Homology hits often capture portions of ncRNA motifs, not full motifs. To counteract this undesired fragmentation of the IGRs' we merge nodes in two cases depicted in Fig. 1: (1) Two nodes representing segments from the same IGR that overlap significantly will be merged [Fig. 1(a)]. In this study we consider an overlap to be significant if the two segments overlap by more than 70% of the smaller of two lengths; (2) Alternatively, suppose two segments of IGR x overlap and two segments of IGR y also overlap, but the overlap between neither pair is significant. Hence neither pair would be merged under rule (1). If, however, the corresponding x–y pairs are joined by homology edges, as depicted in Fig. 1(b), we merge the x pairs and (separately) merge the y pairs. The merged nodes are connected by an edge whose weight is calculated by combining the two original edge weights in proportion to segment lengths. In practice, we rarely observe case 2.
Fig. 1.
Merging nodes. (a) Segment x1–x3 and x2–x4 overlap significantly, so they are merged into a single node representing x1–x4 (b) segment x1–x3 has a homologous hit with segment y1–y3, and x2–x4 with y2–y4, the result is two nodes, one representing x1–x4, and one for y1–y4.
The clustering step uses WPGMA (Weight Pair Group Method using Arithmetic averaging), also known as average-linkage clustering. Non-existent edges are considered as having edge scores of 0.
The output of the hierarchical clustering is a forest of trees. Some trees can be as small as having only two leaves, which means that the homology search program did not find any other IGR segments significantly homologous to the two segments represented by the two leaf nodes. The largest possible tree will contain all of the input nodes; such a supersized cluster is impractical for any further evaluation, and given that most of our ncRNA families have no more than 100 instances in our species sets, for this study, we use a cluster size cutoff of 50. In the future, instead of a rigid size cutoff, we will use adaptive methods for refining clusters (see Discussion).

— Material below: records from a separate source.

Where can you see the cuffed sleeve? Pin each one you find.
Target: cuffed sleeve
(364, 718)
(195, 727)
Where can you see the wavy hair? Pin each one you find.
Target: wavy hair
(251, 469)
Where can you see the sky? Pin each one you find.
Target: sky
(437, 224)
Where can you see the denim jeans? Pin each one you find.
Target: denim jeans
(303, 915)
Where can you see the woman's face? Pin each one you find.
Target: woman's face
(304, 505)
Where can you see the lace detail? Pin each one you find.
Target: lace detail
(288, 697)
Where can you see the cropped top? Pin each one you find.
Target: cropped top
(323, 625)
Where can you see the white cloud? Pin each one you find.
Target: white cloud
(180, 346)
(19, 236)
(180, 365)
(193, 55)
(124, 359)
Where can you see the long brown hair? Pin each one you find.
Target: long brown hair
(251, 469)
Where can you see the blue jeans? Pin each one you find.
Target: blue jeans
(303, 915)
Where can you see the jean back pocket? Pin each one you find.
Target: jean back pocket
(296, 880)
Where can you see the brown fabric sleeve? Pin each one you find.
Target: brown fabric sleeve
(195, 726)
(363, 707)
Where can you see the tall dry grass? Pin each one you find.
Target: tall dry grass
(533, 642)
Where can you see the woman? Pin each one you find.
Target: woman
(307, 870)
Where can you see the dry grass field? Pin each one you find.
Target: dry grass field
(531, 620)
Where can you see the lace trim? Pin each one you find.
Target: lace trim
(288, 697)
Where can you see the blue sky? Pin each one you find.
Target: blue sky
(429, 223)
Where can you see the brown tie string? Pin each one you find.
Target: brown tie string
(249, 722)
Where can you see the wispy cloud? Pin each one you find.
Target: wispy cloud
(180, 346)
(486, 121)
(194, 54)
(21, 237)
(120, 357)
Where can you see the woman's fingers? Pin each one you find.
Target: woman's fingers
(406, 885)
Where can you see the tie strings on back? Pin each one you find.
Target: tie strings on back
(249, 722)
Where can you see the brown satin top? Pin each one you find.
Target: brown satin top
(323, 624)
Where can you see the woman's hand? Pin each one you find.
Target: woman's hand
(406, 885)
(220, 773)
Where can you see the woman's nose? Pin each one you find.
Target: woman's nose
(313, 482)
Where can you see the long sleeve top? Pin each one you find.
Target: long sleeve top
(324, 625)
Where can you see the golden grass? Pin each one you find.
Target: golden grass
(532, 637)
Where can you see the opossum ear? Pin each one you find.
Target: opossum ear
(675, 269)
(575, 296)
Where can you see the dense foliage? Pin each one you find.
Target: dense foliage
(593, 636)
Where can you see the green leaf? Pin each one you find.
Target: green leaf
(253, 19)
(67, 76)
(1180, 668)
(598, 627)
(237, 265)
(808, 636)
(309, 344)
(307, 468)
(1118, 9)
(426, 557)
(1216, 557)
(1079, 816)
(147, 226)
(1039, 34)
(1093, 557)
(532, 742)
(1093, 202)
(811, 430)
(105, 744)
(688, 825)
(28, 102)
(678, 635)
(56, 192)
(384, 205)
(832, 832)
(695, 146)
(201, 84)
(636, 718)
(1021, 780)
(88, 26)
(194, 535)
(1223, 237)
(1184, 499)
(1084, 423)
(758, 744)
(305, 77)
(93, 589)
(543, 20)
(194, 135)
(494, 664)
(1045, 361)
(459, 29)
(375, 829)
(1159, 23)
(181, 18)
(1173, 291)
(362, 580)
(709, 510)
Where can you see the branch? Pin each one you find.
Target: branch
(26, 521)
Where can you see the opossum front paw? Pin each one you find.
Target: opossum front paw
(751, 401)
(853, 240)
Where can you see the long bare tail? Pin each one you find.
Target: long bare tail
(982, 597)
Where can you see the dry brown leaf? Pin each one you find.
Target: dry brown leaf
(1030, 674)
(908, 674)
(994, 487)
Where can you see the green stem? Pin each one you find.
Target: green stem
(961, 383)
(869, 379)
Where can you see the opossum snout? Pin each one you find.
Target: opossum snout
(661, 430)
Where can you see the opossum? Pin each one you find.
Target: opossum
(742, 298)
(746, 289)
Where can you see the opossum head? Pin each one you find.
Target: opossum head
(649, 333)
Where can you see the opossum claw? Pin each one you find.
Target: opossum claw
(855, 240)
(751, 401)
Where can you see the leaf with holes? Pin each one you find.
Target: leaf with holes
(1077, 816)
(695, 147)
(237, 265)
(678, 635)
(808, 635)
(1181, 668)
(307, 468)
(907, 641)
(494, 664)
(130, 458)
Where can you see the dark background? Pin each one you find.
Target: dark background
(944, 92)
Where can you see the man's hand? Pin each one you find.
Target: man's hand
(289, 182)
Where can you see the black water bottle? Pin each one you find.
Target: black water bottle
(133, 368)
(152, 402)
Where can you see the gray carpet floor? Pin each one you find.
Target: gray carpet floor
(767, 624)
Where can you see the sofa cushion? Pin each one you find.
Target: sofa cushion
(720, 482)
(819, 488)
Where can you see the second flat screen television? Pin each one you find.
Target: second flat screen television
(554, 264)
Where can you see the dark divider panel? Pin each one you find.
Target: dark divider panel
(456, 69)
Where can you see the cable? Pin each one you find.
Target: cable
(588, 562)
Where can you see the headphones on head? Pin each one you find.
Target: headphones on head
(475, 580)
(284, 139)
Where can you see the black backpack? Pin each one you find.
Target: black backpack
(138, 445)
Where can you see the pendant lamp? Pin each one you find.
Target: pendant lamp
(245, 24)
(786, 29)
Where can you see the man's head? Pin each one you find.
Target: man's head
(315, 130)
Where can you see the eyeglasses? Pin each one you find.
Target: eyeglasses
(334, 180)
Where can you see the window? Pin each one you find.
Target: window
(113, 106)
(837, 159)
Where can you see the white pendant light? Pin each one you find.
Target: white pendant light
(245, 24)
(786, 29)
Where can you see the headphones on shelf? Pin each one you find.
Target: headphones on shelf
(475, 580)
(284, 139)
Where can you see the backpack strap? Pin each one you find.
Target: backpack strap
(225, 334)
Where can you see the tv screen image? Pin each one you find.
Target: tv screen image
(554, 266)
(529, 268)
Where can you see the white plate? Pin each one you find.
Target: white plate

2.5. Motif prediction and scan
Motif prediction and scan are done as in Yao et al.3 excluding the (subjective) manual evaluation steps. Briefly, CMfinder folds each sequence in its input set, and constructs an initial heuristic alignment attempting to match similar sequence and structural features between sequences. Next, it builds a covariance model (CM) from the alignment, exploiting both mutual information and single-sequence structure predictions to arrive at a consensus structure prediction. Finally, it performs an EM-like iteration, alternately realigning the sequences to the model and rebuilding the model from the refined alignment. It is robust to non-motif containing sequences and extraneous regions flanking the motifs. Parts of CMfinder use the Infernal software package,20 which is also used for the scanning step in our evaluation. For motif/CM scans, we use Infernal's cmsearch with the CP9 HMM filter and an HMM E-value cutoff of 10.
3. Results
108 full genomic bacterial sequences (90 Firmicutes, 10 Cyanobacteria, and 8 other) were used as input to the pipeline. RefSeq21 (version 25) was used for IGR extraction. The extracted IGRs total approximately 13 Mbps. The entire set contains 1344 known ncRNAs. As mentioned in Sec. 2.1, by looking only at IGRs where neither strand has certain functional annotations, we might lose some ncRNA candidates. If we only consider ncRNAs that have an overlap with an IGR such that the overlap is at least 50% of the ncRNA length or 50 nts (whichever is smaller), then we are reduced to 1120 known ncRNAs.b If we extend our IGR extraction 50 nucleotides in each direction into annotated regions, the number increases from 1120 to 1148 while expanding the search space by around 5 Mb. Extending IGRs by 200 bps doubles the search space while covering only seven more known ncRNAs than extending 50 bps. For this study, we chose to have a smaller search space, and did not extend IGRs. Missed family members can be recovered by motif scans if the family has sufficient representation in the IGRs to form clusters that can be used by CMfinder to predict representative motifs.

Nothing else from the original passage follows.